Le "zéro papier", un faux débat
Comme pour toute annonce radicale, le "zéro papier" est sur toutes les lèvres. Comme pour la voiture autonome, on le craint et envie en même temps. Comme pour la voiture autonome, c’est un objectif très loin d’être atteint, mais qui apporte déjà des bénéfices concrets. Comme pour la voiture autonome, le doute semble persister : y aboutirons-nous un jour ?
L’idée de la "dématérialisation totale" attire. Apportant des bénéfices concrets de point de vue de l’économie et de l’écologie, elle a su convaincre de nombreuses entreprises. L’Etat français, lui aussi, s’y emploie, et a même annoncé ce 7 février dernier, que le numérique sera un des cinq thèmes prioritaires du prochain G7 qu’il organisera à Biarritz en été. Le chantier de la dématérialisation est en effet énorme. Selon le Digital Economy and Society Index 2018 publié par la Commission européenne, 83% des Français utilisent l’Internet régulièrement (au moins une fois par semaine).
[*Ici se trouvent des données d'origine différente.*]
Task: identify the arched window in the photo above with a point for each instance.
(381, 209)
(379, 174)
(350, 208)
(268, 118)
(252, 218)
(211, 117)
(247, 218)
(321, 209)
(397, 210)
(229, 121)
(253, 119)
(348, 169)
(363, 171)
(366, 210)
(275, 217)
Environ trois Français sur quatre utilisent l’Internet pour visualiser des films ou écouter de la musique, effectuer des courses ou consulter leur banque au moins une fois par trimestre. Enfin, dans les services publics, 67% des Français utilisent des formulaires en ligne pour leurs démarches administratives. Ces statistiques, même si elles ne placent pas la France parmi les pays européens les plus en avance sur le sujet, sont sans doute un signe tangible d’une réalité changeante.
Élément clé dans tout processus de dématérialisation, la signature électronique est en tous cas en plein essor. Fortement répandue dans divers secteurs, elle facilite le quotidien, en permettant d’aller plus vite et à distance jusqu’au bout, de réaliser des économies importantes et d’adopter une démarche plus écologique. Elle est seule à avoir le pouvoir d’oublier le papier complètement. Mais cette réalité "zéro papier", justement, est-elle un objectif atteignable ?
Pour répondre à cette question, il nous faut d’abord nuancer les statistiques européennes. Pour la majorité d’entre elles, elles ne prennent en compte que la population de 16 à 74 ans. Pourquoi ? Pour les jeunes, car ils sont peut-être encore représentés par leurs parents, mais quelle serait la raison d’oublier les seniors ? Ils vivent pleinement la vie, achètent, vendent, consultent, signent, et ce pour certains sans accès à l’internet et à l’ordinateur. Enfin, pour les tranches d’âges prises en compte, il est crucial de rappeler : nous ne sommes toujours qu’à 83% des Français utilisant l’internet régulièrement. Arriverons-nous à 100% un jour ? Pour que les services soient accessibles à tous, il faut toujours proposer une panoplie de solutions : compléter les services numériques (disponibles à distance, moins chers, plus écologiques et plus sûrs) par un contact humain nécessaire. Garder l’humain au cœur de la digitalisation.
Notre quotidien numérique ressemble à la conduite d’une voiture semi-autonome. Même si un nombre de situations de nos vies sont déjà dématérialisées, il est important de pouvoir toujours passer en mode "manuel". Automatiser les processus là où l’on peut, mais garder l’humain à disposition de ceux qui en auront besoin. La dématérialisation totale - comme la voiture autonome - est dans ce sens un sujet de faux débats. Elle aura bien lieu un jour, mais c’est surtout le chemin qui va y mener qui doit nous importer aujourd’hui. L’atteindre sans cri ni heurt, voici un bel objectif à long terme.